Another kind of sentence is the complex sentence. It is made up of two or more clauses. Remember that a clause is a group of words that contain a subject and predicate. A clause my express a complete thought, or it may not. In a complex sentence, only one clause expresses a complete thought and can stand alone as a sentence. Look at the clauses in this sentence.
While Michael loaded the car, Judy got the kids ready to go.
The first clause in this sentence is not a complete thought. When you read it, you want to know what happened while Michael loaded the car. This clause is called dependent clause because it needs the second clause to explain what happened when Michael loaded the car. The second clause is an independent, or main clause. An independent clause expresses a complete thought and can stand alone.
A complex sentence is made up of one or more dependent clauses linked to one independent clause.
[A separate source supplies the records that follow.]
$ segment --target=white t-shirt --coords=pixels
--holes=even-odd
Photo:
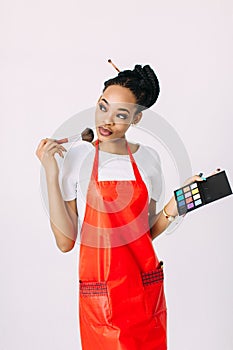
[[[60,185],[65,201],[76,200],[79,228],[82,225],[86,194],[93,168],[95,147],[86,141],[79,141],[68,150],[60,169]],[[150,146],[140,144],[133,153],[149,200],[159,200],[162,192],[161,161],[158,153]],[[99,150],[98,181],[134,180],[134,172],[129,155],[118,155]]]

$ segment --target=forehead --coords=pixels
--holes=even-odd
[[[102,94],[101,98],[105,98],[109,104],[118,103],[118,104],[135,104],[136,98],[130,89],[119,86],[111,85]],[[133,107],[133,106],[132,106]]]

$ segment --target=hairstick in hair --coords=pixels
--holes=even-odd
[[[111,63],[111,65],[118,71],[118,72],[120,72],[120,69],[118,69],[116,66],[115,66],[115,64],[112,62],[112,60],[108,60],[108,63]]]

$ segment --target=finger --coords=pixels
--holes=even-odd
[[[41,146],[45,145],[46,142],[47,142],[47,139],[42,139],[42,140],[40,141],[38,147],[41,147]]]
[[[50,139],[48,137],[46,137],[45,139],[43,139],[42,141],[44,141],[44,145],[46,144],[50,144],[51,142],[54,142],[54,139]]]
[[[55,139],[50,139],[50,138],[48,138],[48,137],[46,137],[46,139],[45,139],[47,142],[48,141],[56,141]]]
[[[47,143],[47,139],[42,139],[40,141],[39,145],[37,146],[36,155],[37,155],[38,158],[40,158],[41,152],[42,152],[44,146],[46,145],[46,143]]]
[[[59,149],[61,149],[64,152],[67,152],[67,149],[64,146],[58,144],[57,142],[54,143],[54,146],[58,147]],[[50,147],[52,147],[52,145]]]
[[[57,152],[57,153],[59,153],[60,155],[63,156],[62,152],[67,152],[67,150],[63,146],[58,145],[55,142],[55,144],[50,145],[50,148],[47,150],[47,152],[52,154],[52,155]]]
[[[45,152],[49,152],[51,149],[53,149],[54,147],[60,148],[62,147],[61,145],[59,145],[57,142],[55,141],[48,141],[47,144],[44,147],[44,151]]]
[[[64,158],[64,154],[62,153],[61,150],[58,150],[57,153],[59,154],[60,157]]]
[[[64,157],[62,150],[60,150],[58,147],[53,147],[52,149],[47,151],[49,157],[53,157],[56,153],[58,153],[62,158]]]
[[[46,143],[47,143],[47,140],[46,139],[42,139],[40,141],[39,145],[37,146],[37,151],[41,150]]]
[[[194,175],[193,176],[193,181],[205,181],[206,178],[203,176],[203,174],[200,176],[200,175]]]
[[[54,154],[54,152],[59,151],[59,150],[60,150],[60,148],[59,148],[59,146],[57,144],[55,144],[55,145],[52,144],[52,145],[49,146],[49,148],[47,148],[46,152],[48,154]]]
[[[187,186],[189,184],[191,184],[192,182],[195,182],[195,181],[203,181],[202,178],[198,175],[193,175],[191,177],[189,177],[182,185],[182,187],[184,186]]]
[[[203,173],[200,172],[198,175],[194,175],[195,180],[194,181],[206,181],[206,177],[203,176]]]
[[[49,149],[51,149],[52,145],[55,144],[54,141],[45,139],[44,145],[41,147],[42,152],[47,152]]]
[[[59,148],[64,151],[64,152],[67,152],[67,149],[65,147],[63,147],[62,145],[59,146]]]

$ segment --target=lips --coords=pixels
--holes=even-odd
[[[99,132],[102,136],[110,136],[112,135],[112,131],[109,129],[104,128],[103,126],[99,126]]]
Simple sentences can be combined to form complex sentences. One simple sentence will be the independent clause. A second sentence will be linked to it by a type of conjunction that makes it dependent.
You are such a good friend. I'll help you out.
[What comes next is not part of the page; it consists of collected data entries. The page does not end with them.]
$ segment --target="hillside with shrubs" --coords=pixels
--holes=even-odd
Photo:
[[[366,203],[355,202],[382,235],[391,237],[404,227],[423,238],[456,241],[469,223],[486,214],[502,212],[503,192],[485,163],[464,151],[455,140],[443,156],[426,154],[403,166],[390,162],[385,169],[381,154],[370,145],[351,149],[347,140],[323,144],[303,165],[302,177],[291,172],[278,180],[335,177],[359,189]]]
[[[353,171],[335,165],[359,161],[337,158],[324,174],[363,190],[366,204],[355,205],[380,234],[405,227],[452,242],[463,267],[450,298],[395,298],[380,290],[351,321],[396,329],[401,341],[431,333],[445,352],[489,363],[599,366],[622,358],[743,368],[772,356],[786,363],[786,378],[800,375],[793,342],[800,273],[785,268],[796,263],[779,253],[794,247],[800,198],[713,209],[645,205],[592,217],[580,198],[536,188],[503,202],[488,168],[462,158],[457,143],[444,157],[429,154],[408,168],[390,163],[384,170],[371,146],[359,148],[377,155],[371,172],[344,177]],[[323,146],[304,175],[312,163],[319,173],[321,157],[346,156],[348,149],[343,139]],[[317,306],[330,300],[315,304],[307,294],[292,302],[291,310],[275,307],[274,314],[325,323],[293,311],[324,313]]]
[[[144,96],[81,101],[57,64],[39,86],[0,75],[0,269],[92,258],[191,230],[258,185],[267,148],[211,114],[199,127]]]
becomes: Because you are such a good friend, I'll help you out.
Mary grilled some hamburgers. Denise fixed a salad.
becomes: While Mary grilled some hamburgers, Denise fixed a salad.
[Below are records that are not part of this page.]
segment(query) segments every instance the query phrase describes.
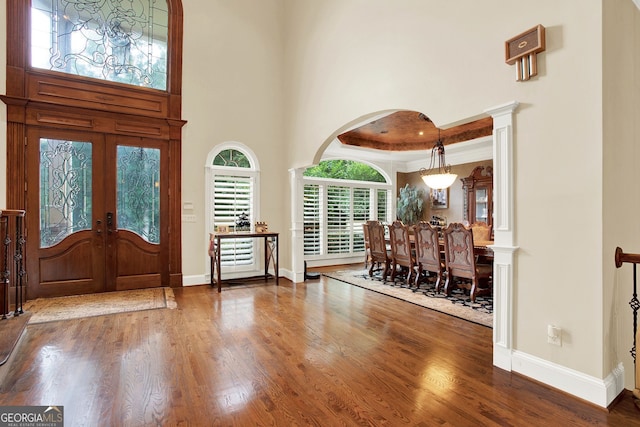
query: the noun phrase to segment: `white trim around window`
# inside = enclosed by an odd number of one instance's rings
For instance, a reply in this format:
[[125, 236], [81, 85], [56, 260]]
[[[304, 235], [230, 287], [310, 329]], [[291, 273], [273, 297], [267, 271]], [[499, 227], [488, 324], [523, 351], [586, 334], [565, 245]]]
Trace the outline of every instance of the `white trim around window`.
[[[243, 153], [251, 165], [250, 168], [215, 166], [213, 160], [222, 151], [233, 149]], [[238, 200], [243, 206], [241, 210], [249, 210], [249, 222], [254, 224], [256, 218], [260, 218], [260, 166], [258, 159], [253, 151], [246, 145], [239, 142], [225, 142], [215, 146], [207, 155], [205, 164], [205, 218], [207, 224], [207, 245], [209, 244], [208, 235], [214, 232], [215, 227], [215, 188], [216, 182], [226, 183], [224, 185], [238, 185], [241, 188]], [[227, 221], [230, 221], [228, 219]], [[261, 245], [257, 245], [255, 239], [246, 239], [246, 241], [228, 241], [233, 247], [229, 249], [229, 256], [238, 258], [237, 262], [229, 263], [222, 266], [222, 273], [227, 278], [238, 278], [253, 274], [259, 274], [264, 271], [263, 266], [263, 249]], [[208, 248], [207, 248], [208, 249]], [[206, 253], [206, 252], [205, 252]], [[209, 258], [207, 256], [207, 265]], [[210, 274], [210, 272], [208, 272]]]

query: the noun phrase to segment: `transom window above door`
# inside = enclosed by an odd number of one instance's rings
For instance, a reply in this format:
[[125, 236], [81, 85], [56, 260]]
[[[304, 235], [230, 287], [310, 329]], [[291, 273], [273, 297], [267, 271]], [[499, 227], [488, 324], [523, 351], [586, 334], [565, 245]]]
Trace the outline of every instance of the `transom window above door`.
[[32, 0], [31, 65], [167, 89], [166, 0]]

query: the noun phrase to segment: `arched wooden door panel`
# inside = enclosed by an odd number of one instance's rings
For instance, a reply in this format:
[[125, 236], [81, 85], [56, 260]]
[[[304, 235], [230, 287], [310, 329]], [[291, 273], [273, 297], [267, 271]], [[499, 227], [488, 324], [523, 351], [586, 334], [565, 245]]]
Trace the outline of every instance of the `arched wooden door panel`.
[[26, 157], [28, 297], [104, 291], [104, 137], [29, 129]]
[[106, 168], [115, 181], [107, 191], [107, 288], [169, 286], [168, 142], [108, 141]]

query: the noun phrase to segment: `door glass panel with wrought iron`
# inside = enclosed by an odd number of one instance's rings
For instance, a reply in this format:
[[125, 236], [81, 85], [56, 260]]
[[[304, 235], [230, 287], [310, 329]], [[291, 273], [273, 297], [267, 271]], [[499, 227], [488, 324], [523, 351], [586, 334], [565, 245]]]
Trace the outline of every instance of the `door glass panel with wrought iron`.
[[92, 145], [40, 139], [40, 247], [91, 228]]
[[160, 243], [160, 150], [119, 145], [117, 221], [149, 243]]

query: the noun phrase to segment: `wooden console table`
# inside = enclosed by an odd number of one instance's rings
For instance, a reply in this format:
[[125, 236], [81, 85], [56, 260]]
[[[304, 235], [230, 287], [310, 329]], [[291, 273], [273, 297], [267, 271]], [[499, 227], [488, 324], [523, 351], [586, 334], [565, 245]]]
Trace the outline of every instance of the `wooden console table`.
[[245, 239], [245, 238], [261, 238], [264, 239], [264, 280], [270, 277], [269, 265], [273, 261], [273, 271], [278, 283], [278, 233], [253, 233], [250, 231], [237, 231], [235, 233], [216, 233], [211, 235], [209, 256], [211, 258], [211, 286], [218, 283], [218, 292], [222, 291], [222, 275], [221, 275], [221, 246], [223, 239]]

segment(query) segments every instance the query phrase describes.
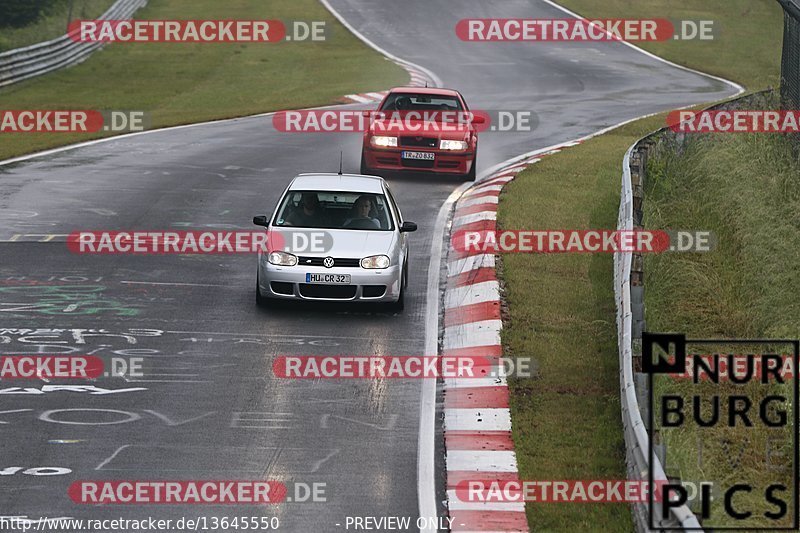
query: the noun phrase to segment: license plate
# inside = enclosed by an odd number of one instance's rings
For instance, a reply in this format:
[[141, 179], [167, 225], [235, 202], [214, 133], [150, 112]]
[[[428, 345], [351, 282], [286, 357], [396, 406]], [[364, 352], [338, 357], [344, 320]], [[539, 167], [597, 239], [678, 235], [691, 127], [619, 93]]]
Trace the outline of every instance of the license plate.
[[349, 285], [350, 274], [306, 273], [306, 283], [321, 283], [323, 285]]
[[433, 152], [403, 152], [403, 159], [419, 159], [422, 161], [433, 161]]

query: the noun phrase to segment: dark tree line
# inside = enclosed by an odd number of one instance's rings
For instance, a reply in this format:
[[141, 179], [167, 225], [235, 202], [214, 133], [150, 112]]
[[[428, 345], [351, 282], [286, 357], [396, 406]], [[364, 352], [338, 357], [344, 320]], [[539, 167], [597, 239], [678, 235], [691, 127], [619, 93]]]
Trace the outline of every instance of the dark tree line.
[[0, 0], [0, 28], [21, 28], [36, 22], [65, 0]]

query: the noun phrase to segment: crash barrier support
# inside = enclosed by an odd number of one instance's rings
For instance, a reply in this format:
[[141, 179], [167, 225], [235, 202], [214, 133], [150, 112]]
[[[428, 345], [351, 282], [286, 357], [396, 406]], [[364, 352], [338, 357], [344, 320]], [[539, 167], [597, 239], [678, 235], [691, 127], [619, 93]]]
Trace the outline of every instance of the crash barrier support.
[[800, 109], [800, 2], [777, 0], [783, 7], [783, 53], [781, 55], [781, 105]]
[[[147, 0], [117, 0], [100, 18], [106, 20], [127, 19], [146, 4]], [[77, 65], [88, 58], [92, 52], [101, 48], [103, 44], [102, 42], [78, 42], [67, 33], [50, 41], [3, 52], [0, 54], [0, 87]]]

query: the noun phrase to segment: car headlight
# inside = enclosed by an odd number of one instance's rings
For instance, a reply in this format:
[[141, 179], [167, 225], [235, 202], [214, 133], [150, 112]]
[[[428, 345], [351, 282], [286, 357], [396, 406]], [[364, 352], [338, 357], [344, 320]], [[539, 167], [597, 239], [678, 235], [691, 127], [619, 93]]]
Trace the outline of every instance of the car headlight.
[[389, 257], [386, 255], [371, 255], [361, 260], [361, 268], [388, 268]]
[[286, 252], [270, 252], [267, 261], [272, 265], [292, 267], [297, 264], [297, 256]]
[[439, 148], [442, 150], [466, 150], [467, 143], [465, 141], [450, 141], [442, 139], [439, 141]]
[[378, 148], [396, 148], [397, 137], [386, 137], [385, 135], [375, 135], [370, 139], [370, 144]]

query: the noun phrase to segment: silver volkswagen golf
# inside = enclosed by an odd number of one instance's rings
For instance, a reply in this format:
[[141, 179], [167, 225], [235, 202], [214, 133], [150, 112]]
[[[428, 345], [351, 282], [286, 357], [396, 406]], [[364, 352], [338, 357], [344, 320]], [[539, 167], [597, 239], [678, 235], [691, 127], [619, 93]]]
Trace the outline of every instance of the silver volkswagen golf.
[[256, 301], [385, 302], [402, 309], [408, 285], [408, 236], [386, 182], [377, 176], [300, 174], [271, 218], [259, 253]]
Emma likes to visit Greece. Dave prefers Italy.
becomes: Whereas Emma likes to visit Greece, Dave prefers Italy.
Here is a list of conjunctions that make dependent clauses.
To show time:
before, after, while, when, whenever, until, as soon as, as long as
Before I got out my camera, the bear had vanished away.
Silvia hurried home while it was still early.
To show reason:
because, in order that, since, so that
Alice went to doctor because she was sick.
To show conditions:
if, unless, whether
Unless you want trouble, don't tease that bee.
To show contrast:
though, although, even though, in spite of, in spite of the fact that, despite, despite the fact that, whereas
Even though Josh was tired, he helped his wife fix dinner.
To show similarity:
as though, as if
The day looked as if it would be clear and warm.
To show place:
Jessie went whereever his brother went.
When you are choosing a conjunction, be careful to choose the conjunction to express what you mean. Which conjunction would you use to combine these two clauses?
Phillip forgot to open the door. _____ he saw the ghost following him.
When and because makes sense here. Try some other conjunctions, like unless, as though. They do not make sense at all.
Make sure your sentence makes sense when you use a conjunction. Here is another example. Think what relationship there is between the two clauses.
Laura went to the show. _______ she hated gangster movies.
Several conjunctions would work here. Although, even though, in spit of the fact that, despite the fact that. All of them show contrast between the ideas.Try other conjunctions from the list. Do you that they do not make sense here?
How to use punctuation with dependent clauses:
When a dependent clause comes at the beginning of the sentence, use a comma to separate it from the independent clause. If the dependent clause comes at the end of the sentence, do not use a comma.
Because Adam arrived late, he was not served with dinner.
Adam was not served with dinner because he arrived late.
Although it was raining outside, Silvia left home without an umbrella.
Silvia left home without an umbrella although it was raining outside.